Some of the spices and plants mentioned in verse 14 of the above chapter are very descriptive and symbolic. The juice of the aloe plant has a bitter taste but is soothing when applied to the skin, so it tells us of the sweetness of bitter things, the bittersweet, having an important application that only those who have used it will understand. Myrrh is symbolic of death, having been used to embalm the dead. It represents the sweetness that comes to the heart after it has died to self-will, pride, and sin.
What inexpressible charm seems to encircle some Christians, simply because they carry upon their pure countenance and gentle spirit the imprint of the cross! It is the holy evidence of having died to something that was once proud and strong but is now forever surrendered at the feet of Jesus. And it is also the heavenly charm of a broken spirit and contrite heart, the beautiful music that rises from a minor key, and the sweetness brought about by the touch of frost on ripened fruit.
Finally, frankincense was a fragrance that arose only after being touched with fire. The burning incense became clouds of sweetness arising from the heat of the flames.

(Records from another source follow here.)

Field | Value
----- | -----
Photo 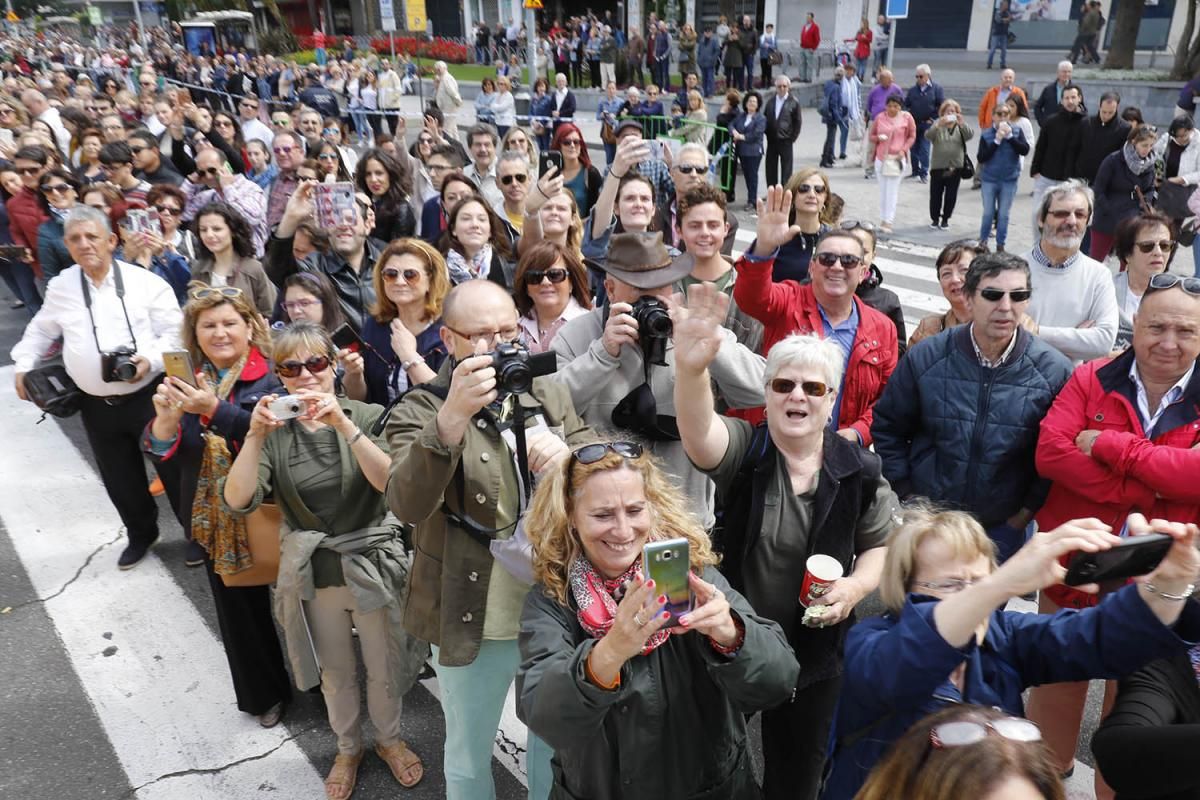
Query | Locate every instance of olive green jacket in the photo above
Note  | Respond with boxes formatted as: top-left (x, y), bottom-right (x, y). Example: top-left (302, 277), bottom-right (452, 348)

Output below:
top-left (385, 359), bottom-right (593, 667)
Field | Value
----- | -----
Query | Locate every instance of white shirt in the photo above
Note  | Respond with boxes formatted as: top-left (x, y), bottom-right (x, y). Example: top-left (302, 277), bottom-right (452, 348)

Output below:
top-left (12, 261), bottom-right (184, 397)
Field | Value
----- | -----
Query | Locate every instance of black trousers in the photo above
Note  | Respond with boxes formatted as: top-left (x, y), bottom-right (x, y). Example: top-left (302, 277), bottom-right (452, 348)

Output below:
top-left (767, 137), bottom-right (796, 186)
top-left (204, 559), bottom-right (292, 716)
top-left (929, 169), bottom-right (962, 222)
top-left (80, 380), bottom-right (171, 547)
top-left (762, 675), bottom-right (841, 800)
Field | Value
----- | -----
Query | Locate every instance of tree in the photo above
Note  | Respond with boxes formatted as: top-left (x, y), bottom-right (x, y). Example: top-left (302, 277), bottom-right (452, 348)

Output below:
top-left (1104, 0), bottom-right (1146, 70)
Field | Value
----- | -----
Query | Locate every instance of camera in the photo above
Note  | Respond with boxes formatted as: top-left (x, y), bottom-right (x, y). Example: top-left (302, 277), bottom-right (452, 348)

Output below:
top-left (492, 343), bottom-right (558, 395)
top-left (100, 347), bottom-right (138, 384)
top-left (629, 295), bottom-right (673, 367)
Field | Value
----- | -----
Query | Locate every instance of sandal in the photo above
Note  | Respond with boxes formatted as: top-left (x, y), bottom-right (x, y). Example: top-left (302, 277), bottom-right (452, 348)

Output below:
top-left (376, 740), bottom-right (425, 789)
top-left (325, 751), bottom-right (362, 800)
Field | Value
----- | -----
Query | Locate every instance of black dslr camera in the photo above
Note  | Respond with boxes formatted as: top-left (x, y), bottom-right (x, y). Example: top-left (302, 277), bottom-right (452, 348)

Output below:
top-left (492, 342), bottom-right (558, 395)
top-left (629, 295), bottom-right (673, 367)
top-left (100, 345), bottom-right (138, 384)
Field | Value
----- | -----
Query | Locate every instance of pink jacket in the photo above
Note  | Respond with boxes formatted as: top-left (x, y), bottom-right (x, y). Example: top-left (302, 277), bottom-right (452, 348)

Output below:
top-left (869, 112), bottom-right (917, 161)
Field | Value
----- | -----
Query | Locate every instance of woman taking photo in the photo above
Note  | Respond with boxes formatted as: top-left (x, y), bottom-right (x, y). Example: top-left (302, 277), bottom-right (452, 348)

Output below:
top-left (362, 239), bottom-right (450, 405)
top-left (512, 241), bottom-right (592, 353)
top-left (826, 509), bottom-right (1200, 798)
top-left (866, 95), bottom-right (917, 234)
top-left (674, 297), bottom-right (899, 800)
top-left (925, 100), bottom-right (974, 230)
top-left (354, 149), bottom-right (416, 242)
top-left (550, 122), bottom-right (604, 217)
top-left (517, 441), bottom-right (798, 800)
top-left (730, 91), bottom-right (767, 213)
top-left (1088, 125), bottom-right (1157, 261)
top-left (192, 203), bottom-right (276, 317)
top-left (143, 282), bottom-right (292, 728)
top-left (223, 323), bottom-right (426, 800)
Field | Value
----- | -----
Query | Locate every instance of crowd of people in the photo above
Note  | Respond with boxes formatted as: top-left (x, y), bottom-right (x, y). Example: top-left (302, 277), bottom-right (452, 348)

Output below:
top-left (7, 17), bottom-right (1200, 800)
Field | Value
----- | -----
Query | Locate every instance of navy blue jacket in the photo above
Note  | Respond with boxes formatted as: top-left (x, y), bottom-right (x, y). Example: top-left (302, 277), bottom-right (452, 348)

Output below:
top-left (821, 582), bottom-right (1200, 800)
top-left (871, 325), bottom-right (1072, 529)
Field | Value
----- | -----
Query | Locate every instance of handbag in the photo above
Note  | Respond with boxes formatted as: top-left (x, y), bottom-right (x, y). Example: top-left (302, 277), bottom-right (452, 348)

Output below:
top-left (221, 503), bottom-right (283, 587)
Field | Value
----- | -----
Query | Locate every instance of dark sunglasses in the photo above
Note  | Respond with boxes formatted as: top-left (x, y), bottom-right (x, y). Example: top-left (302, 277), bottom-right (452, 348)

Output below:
top-left (380, 266), bottom-right (421, 283)
top-left (275, 355), bottom-right (329, 378)
top-left (526, 266), bottom-right (568, 284)
top-left (770, 378), bottom-right (833, 397)
top-left (812, 253), bottom-right (863, 270)
top-left (979, 289), bottom-right (1033, 302)
top-left (1142, 272), bottom-right (1200, 299)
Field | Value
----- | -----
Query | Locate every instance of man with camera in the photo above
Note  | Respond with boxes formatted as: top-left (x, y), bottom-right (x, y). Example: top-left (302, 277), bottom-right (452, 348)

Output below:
top-left (551, 233), bottom-right (766, 528)
top-left (386, 281), bottom-right (592, 800)
top-left (12, 205), bottom-right (182, 570)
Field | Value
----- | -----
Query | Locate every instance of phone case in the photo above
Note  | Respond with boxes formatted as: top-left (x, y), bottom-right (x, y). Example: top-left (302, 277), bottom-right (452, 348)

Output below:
top-left (642, 539), bottom-right (692, 627)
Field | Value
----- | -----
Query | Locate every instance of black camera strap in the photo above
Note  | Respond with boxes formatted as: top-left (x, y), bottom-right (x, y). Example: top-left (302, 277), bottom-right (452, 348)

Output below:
top-left (79, 260), bottom-right (138, 354)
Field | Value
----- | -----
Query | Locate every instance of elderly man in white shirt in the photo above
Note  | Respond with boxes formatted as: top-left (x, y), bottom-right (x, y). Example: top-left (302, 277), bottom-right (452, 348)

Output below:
top-left (12, 205), bottom-right (184, 570)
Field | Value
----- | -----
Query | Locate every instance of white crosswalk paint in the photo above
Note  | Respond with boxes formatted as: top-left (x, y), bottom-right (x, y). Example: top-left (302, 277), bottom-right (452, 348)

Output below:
top-left (0, 367), bottom-right (323, 800)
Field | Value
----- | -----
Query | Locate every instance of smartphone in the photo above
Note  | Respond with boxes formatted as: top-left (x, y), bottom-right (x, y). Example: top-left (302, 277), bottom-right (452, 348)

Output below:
top-left (162, 350), bottom-right (199, 389)
top-left (538, 150), bottom-right (563, 178)
top-left (330, 323), bottom-right (362, 353)
top-left (642, 537), bottom-right (692, 627)
top-left (1063, 534), bottom-right (1175, 587)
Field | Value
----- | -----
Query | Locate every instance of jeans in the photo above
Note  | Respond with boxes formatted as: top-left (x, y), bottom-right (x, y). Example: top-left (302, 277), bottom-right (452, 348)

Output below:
top-left (432, 639), bottom-right (553, 800)
top-left (979, 179), bottom-right (1016, 247)
top-left (988, 34), bottom-right (1008, 70)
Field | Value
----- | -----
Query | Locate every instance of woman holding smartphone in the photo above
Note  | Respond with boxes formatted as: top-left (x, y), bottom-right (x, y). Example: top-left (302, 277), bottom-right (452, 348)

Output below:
top-left (517, 441), bottom-right (799, 800)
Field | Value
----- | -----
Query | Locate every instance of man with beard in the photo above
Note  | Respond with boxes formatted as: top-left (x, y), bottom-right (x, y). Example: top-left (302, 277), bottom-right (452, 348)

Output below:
top-left (1024, 180), bottom-right (1118, 362)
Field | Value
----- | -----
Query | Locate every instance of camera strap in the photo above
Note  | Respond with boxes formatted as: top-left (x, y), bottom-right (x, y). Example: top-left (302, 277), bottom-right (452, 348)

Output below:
top-left (79, 260), bottom-right (138, 354)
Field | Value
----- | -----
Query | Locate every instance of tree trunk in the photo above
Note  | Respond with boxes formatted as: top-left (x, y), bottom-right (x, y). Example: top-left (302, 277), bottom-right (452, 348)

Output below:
top-left (1104, 0), bottom-right (1146, 70)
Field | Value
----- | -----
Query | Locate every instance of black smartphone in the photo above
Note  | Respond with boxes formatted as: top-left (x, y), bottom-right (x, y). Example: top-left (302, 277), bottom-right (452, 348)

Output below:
top-left (538, 150), bottom-right (563, 178)
top-left (1063, 534), bottom-right (1175, 587)
top-left (330, 323), bottom-right (362, 353)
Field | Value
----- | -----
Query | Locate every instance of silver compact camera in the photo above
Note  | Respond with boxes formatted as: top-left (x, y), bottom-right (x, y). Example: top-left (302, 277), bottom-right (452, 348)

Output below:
top-left (266, 395), bottom-right (308, 420)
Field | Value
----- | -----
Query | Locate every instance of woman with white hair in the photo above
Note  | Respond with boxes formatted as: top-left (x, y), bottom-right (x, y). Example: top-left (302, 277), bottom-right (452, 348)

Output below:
top-left (674, 284), bottom-right (899, 800)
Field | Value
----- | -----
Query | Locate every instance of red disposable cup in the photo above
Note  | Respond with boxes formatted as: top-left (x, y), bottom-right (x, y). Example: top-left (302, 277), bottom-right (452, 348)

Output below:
top-left (800, 555), bottom-right (842, 608)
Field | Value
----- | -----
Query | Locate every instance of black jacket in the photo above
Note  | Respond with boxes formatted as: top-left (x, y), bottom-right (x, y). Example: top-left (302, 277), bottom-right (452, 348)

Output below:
top-left (1092, 652), bottom-right (1200, 800)
top-left (762, 95), bottom-right (800, 143)
top-left (1030, 110), bottom-right (1087, 181)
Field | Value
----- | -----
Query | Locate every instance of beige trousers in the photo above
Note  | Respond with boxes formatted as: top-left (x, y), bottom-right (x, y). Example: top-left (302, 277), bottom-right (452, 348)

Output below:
top-left (306, 587), bottom-right (401, 754)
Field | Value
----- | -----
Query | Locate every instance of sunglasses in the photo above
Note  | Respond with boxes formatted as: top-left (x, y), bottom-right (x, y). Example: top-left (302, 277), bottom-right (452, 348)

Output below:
top-left (814, 253), bottom-right (863, 270)
top-left (275, 355), bottom-right (329, 378)
top-left (380, 266), bottom-right (421, 283)
top-left (770, 378), bottom-right (833, 397)
top-left (526, 266), bottom-right (569, 284)
top-left (979, 289), bottom-right (1033, 302)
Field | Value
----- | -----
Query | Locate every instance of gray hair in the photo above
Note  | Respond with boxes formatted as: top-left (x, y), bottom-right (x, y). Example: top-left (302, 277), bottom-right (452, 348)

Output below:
top-left (62, 205), bottom-right (113, 236)
top-left (763, 333), bottom-right (846, 391)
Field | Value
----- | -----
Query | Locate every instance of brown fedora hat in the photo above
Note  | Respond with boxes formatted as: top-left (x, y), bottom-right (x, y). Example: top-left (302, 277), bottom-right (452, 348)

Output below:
top-left (604, 230), bottom-right (691, 289)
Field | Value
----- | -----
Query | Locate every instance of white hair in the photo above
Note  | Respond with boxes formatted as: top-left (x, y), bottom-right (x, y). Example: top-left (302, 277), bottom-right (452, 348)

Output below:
top-left (763, 333), bottom-right (845, 390)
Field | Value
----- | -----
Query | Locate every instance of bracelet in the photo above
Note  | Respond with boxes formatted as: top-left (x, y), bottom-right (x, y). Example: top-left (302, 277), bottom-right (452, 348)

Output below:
top-left (1142, 583), bottom-right (1196, 603)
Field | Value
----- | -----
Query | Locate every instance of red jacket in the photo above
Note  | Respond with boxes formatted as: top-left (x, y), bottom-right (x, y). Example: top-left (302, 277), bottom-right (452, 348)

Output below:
top-left (733, 255), bottom-right (896, 445)
top-left (1037, 349), bottom-right (1200, 608)
top-left (800, 23), bottom-right (821, 50)
top-left (5, 187), bottom-right (49, 278)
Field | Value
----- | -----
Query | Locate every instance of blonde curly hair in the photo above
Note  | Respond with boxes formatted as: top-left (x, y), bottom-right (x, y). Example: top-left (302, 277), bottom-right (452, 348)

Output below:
top-left (524, 443), bottom-right (720, 606)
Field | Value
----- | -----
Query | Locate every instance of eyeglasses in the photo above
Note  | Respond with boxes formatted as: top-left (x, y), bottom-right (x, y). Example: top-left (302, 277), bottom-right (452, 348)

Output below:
top-left (814, 253), bottom-right (863, 270)
top-left (979, 288), bottom-right (1033, 302)
top-left (275, 355), bottom-right (329, 378)
top-left (379, 266), bottom-right (421, 283)
top-left (929, 717), bottom-right (1042, 750)
top-left (1142, 272), bottom-right (1200, 299)
top-left (770, 378), bottom-right (833, 397)
top-left (526, 266), bottom-right (570, 285)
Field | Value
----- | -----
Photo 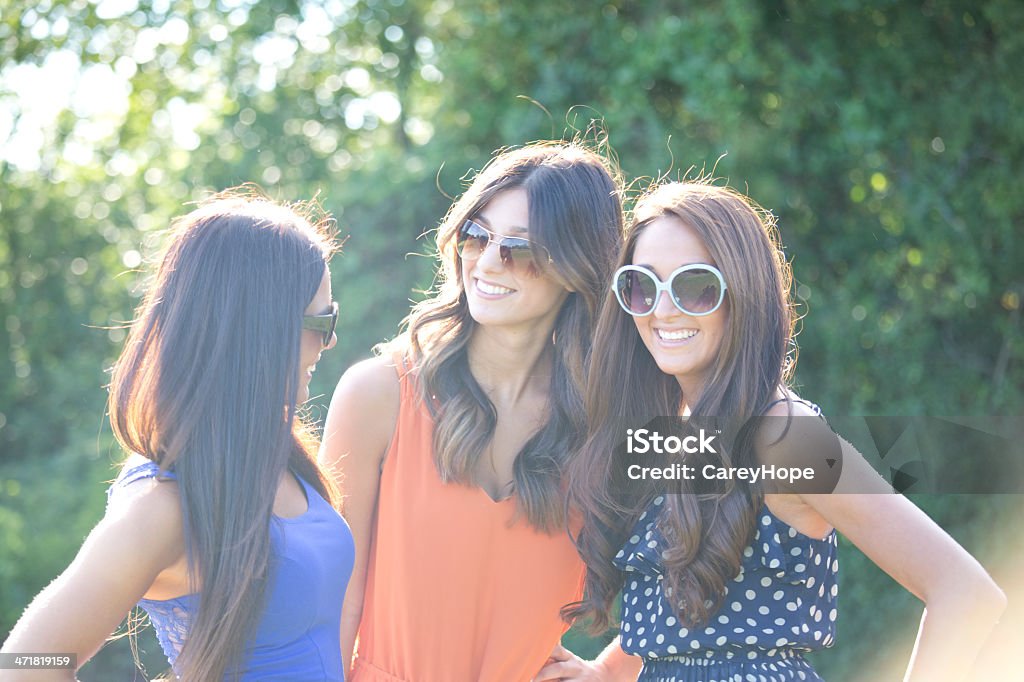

It symbolizes a person's heart whose sweetness has been brought forth by the flames of affliction until the holy, innermost part of the soul is filled with clouds of praise and prayer.
Dear friends, sometimes God allows us to experience pain in our lives because He knows it is what we need to grow, to bloom, as in the pruning of a rose bush. Sometimes the pain helps us to see things in a whole new light, and allows us to become a blessing to someone else.
Are you in pain today? Grasp ahold of our Heavenly Father's hand, and let Him guide you through the bitter to the other side, where the sweet fragrance of pain lies. Let it fill you with praise and prayer.